Ransomware 'customer support' Chat Reveals Criminals' Ruthlessness

Ransomware criminals chatting up victims, offering to delay deadlines, showing how to obtain Bitcoin, dispensing the kind of customer support that consumers lust for from their cable and mobile plan providers, PC and software makers?

Finnish security vendor F-Secure recently released 34 pages of transcripts from the group chat used by the crafters of the Spora ransomware family. 

The back-and-forth not only put a spotlight on the gang's customer support chops, but, said a company security advisor, illustrated the intertwining of Bitcoin and extortion malware.

"We should be thankful that there are at least some practical barriers to purchase Bitcoins," wrote Sean Sullivan of F-Secure in a post to the firm's blog. "If it were any easier to do so, very little else would check the growth of crypto-ransomware's business model."

Sullivan originally penned that conclusion last month, in a short section of the "State of Cyber Security" report that F-Secure published then. Yesterday, F-Secure posted the transcripts, 20,000 words or more, and dubbed the collection a "new supplemental appendix" to the original report.

In one exchange, a Spora victim said he or she had paid the extortion fee, but had gotten nothing in return. "I already sent you 98USD worth of bitcoin," the victim reported.

In response, the "customer support rep" blamed the victim for entering an incorrect Bitcoin destination address. "But do you agree, that it is you mistake, that you entered incorrect address?" asked the Spora rep.

"I literally copied the address that was given at the refill page. How could I be mistaken?" the victim replied.

In one of many similar threads, the transcripts identified each victim by the first character of the ID created by the ransomware, someone pleaded for mercy.

"Hello crooks. I agree to pay," said "0" in a lead-off message. "But 570 dollars for a lot of photos of my grandmother. Can I expect a discount if I leave good feedback on the forum about you?"

No go. "We do not provide any discount. Also, we cannot be sure, that you have only photos," retorted "support."

At times, the messages were pitiful. "Hello, I am 82 and my family pikture  go away -- bad, very bad," reported another victim identified as "0."

"Is anyone there?" asked another during a stretch when Spora's support didn't respond to scores of messages, apparently borrowing another tactic from legitimate technical support desks.

Others played the anger card, the profanity card, the sympathy card. "Am I the one you should hack? No. I am just a salary man who tries to make ends meet and bring foods to his kids," said "E," who also identified himself as "Mustapha from Morocco.

But as F-Secure's Sullivan noted, many the questions posed to the hackers involved Bitcoin. "Hello, I am from Greece and we have capital  controls, is there any chance of a discount? Am having trouble buy bitcoins from here," remarked one.

"I'm going to pay for bitcoin.

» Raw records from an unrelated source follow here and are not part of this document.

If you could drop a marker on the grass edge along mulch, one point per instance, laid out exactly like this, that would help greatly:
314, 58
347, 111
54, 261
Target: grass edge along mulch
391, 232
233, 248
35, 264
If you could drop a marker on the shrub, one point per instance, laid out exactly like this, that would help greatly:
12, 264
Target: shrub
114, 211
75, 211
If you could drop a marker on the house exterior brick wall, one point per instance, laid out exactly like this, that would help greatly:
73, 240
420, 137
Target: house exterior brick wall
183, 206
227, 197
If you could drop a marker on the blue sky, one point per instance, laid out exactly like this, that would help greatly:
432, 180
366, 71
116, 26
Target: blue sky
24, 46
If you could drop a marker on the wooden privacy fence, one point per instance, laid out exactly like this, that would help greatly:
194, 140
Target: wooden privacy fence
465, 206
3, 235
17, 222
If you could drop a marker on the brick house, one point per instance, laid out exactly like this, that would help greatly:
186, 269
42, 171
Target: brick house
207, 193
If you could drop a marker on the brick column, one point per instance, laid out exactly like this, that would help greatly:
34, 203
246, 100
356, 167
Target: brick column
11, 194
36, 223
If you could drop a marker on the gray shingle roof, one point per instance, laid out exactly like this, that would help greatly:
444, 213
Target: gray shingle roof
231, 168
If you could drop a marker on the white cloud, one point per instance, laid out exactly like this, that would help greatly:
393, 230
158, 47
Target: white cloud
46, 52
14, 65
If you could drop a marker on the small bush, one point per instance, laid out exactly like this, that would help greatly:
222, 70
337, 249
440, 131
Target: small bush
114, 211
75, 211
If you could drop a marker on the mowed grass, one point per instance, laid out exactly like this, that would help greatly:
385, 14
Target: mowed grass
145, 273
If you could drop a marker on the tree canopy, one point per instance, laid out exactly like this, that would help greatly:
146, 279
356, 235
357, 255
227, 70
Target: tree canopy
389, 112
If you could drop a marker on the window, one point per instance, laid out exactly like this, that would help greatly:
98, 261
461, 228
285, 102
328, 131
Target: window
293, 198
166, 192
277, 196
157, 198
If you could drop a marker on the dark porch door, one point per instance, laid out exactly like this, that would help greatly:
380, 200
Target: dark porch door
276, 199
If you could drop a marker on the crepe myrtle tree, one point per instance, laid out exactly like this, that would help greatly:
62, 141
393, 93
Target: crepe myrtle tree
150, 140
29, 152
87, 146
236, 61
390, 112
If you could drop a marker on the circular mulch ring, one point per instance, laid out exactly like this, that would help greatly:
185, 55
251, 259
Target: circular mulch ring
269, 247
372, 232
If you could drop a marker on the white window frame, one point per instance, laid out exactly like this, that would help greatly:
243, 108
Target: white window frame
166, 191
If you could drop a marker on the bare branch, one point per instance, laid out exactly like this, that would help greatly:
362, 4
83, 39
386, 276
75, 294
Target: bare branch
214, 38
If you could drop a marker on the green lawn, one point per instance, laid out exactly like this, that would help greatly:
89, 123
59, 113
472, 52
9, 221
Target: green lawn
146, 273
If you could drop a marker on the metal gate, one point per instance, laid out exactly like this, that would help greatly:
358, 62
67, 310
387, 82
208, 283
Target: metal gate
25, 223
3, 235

But I'm not sure that it works in weekend. Can you remove deadline please? If not works I will pay it on Monday," pleaded another.

The answer from Spora was always the same: No discount. The "rep" often extended deadlines, however, sometimes in response to victims pleading poverty, telling them that when they had the full amount, come back and pay.

"The malware technology to encrypt data has been possible for many, many years; the bigger challenge has always been getting paid," Sullivan pointed out. "In the past, cyber-crime schemes (such as scareware) have been killed off by disrupting the money supply.

The same may well be true of cyber extortion; to kill the business model, it may be necessary to ban Bitcoin."